On February 18, 2024, Ian Laffey poster On X that he and two others, he had just met, built a cheap drone to a hackathon that calculated his contact details simply using his camera and Google Maps. He and his colleagues, Sacha le.VY and Carl Schoeller, were all engineers under 25.
Technology had a clear potential to combat GPS fog crawling drones in Ukraine. Instead of GPS, drone operators must use high -tech glasses to guide their drones in view. But that leads to a lot of problems, especially in poor conditions such as thick fog or at night.
At the end of the hackathon, Schoeller wished his two teammates and separated, hoping that their paths could cross again.
But the tweet has become viral and changed their lives. A day later, the three decided to apply each other in Combinator, successfully entering his Spring 2024 cohort.
Now, their company based in San Francisco, CESUShas just raised $ 4.3 million in seed financing in a round led by the first round, with additional support from Y combinator and Lux Capital, he told Techcrunch exclusively.
Theseus joins a herd of other drone -related startups. There is Skydio, which focuses on the replacement of Chinese drones for American lawsuits and was lastly evaluated at 2.2 billion dollars in 2023. Shield AI, which built recognition drones, recently collected an evaluation of $ 5.3 billion. The biggest player in defense technology, Andundil, spear His own little drone last year, and would be in talks to increase an assessment of $ 28 billion.
Thésée says that it does not build drones, but focuses on hardware components and software that will allow all military drones to fly without pilot without GPS. Schoeller, CEO of Theseus, told Techcrunch that the company did not build targeting systems. Its software does not decide whether a certain place is a legitimate or not military target – the only objective is to obtain a drone from point A to B.

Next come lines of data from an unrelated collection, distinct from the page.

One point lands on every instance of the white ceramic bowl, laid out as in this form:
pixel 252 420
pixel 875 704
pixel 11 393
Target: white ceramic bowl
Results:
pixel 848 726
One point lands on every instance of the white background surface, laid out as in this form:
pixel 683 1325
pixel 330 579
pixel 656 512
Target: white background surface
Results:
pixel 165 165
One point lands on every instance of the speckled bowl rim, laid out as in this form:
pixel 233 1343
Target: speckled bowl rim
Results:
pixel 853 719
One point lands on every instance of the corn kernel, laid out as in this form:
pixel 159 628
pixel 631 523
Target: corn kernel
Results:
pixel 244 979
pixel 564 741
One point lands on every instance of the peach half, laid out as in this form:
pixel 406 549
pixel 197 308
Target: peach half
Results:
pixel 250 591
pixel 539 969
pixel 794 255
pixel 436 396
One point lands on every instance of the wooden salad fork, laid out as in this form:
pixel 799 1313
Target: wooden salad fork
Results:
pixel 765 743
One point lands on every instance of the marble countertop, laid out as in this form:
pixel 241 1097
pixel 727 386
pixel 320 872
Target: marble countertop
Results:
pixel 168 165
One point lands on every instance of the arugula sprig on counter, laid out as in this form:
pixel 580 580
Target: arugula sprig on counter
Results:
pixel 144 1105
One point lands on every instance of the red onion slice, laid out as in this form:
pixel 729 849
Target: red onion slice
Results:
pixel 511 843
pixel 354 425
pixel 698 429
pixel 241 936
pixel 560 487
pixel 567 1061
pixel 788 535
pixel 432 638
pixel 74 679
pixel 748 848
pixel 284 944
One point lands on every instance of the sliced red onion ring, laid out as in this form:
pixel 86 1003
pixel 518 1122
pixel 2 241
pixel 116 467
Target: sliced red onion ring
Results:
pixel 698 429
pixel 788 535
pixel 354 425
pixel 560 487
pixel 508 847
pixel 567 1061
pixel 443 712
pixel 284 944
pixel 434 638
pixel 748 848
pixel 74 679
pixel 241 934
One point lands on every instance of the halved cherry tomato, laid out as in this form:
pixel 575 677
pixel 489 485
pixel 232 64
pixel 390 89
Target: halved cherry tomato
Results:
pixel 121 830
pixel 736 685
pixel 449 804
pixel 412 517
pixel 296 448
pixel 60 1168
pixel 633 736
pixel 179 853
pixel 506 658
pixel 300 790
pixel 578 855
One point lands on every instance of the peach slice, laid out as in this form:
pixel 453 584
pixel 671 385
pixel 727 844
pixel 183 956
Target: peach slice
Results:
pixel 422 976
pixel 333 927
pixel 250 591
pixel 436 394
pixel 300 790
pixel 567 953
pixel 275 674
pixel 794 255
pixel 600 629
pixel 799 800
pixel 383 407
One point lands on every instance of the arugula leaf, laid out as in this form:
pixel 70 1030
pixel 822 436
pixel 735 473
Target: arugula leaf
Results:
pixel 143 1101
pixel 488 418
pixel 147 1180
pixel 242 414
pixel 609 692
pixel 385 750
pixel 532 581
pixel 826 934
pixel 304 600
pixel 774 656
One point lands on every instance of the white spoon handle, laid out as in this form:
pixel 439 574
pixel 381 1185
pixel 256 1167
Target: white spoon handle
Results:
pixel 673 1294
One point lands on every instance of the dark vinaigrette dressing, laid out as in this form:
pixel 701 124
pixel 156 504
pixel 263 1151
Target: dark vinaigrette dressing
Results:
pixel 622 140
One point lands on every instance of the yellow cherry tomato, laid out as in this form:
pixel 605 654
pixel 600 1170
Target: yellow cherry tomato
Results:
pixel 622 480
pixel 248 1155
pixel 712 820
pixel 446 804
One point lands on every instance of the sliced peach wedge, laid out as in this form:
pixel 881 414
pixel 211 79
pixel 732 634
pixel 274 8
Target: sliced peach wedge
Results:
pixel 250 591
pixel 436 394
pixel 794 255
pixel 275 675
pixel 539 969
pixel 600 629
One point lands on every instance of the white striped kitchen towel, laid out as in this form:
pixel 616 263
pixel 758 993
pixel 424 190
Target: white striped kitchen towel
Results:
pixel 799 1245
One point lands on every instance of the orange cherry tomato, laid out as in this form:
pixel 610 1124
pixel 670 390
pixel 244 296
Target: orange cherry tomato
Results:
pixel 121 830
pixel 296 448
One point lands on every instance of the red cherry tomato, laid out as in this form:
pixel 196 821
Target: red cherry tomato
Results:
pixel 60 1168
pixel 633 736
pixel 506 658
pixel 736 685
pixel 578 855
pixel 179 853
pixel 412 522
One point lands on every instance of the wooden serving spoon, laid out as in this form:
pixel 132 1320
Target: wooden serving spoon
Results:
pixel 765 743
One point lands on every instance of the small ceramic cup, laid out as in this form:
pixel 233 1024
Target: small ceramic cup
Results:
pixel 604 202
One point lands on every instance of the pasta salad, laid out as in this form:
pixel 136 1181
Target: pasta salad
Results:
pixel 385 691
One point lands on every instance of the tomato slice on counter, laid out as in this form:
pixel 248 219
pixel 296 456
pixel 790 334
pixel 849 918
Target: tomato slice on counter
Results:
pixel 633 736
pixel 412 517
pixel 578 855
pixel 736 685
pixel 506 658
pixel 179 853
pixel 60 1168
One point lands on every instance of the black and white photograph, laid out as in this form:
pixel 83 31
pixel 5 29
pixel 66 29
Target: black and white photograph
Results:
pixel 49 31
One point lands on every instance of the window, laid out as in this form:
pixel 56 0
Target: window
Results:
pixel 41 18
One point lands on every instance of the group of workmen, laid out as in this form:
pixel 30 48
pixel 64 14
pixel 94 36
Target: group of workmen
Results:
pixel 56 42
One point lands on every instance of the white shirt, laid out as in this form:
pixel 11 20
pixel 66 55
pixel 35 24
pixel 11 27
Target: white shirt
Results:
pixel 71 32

Thésée has not yet won American military transactions and has not been deployed on a real battlefield. He therefore uses his new capital to focus on building its technology, hiring For three engineering roles.
However, the viral hackathon tweet pointed out these American special forces, which concluded an agreement for early tests and development. Thésée says he recently went to a secret base of special forces to test his latest system, sending Techcrunch a photo in action.
Overall, the start of a business with people you have known for less than a week “is generally not informed”, but in the case of Theseus, this justified the jump of faith, Schoeller wrote On LinkedIn.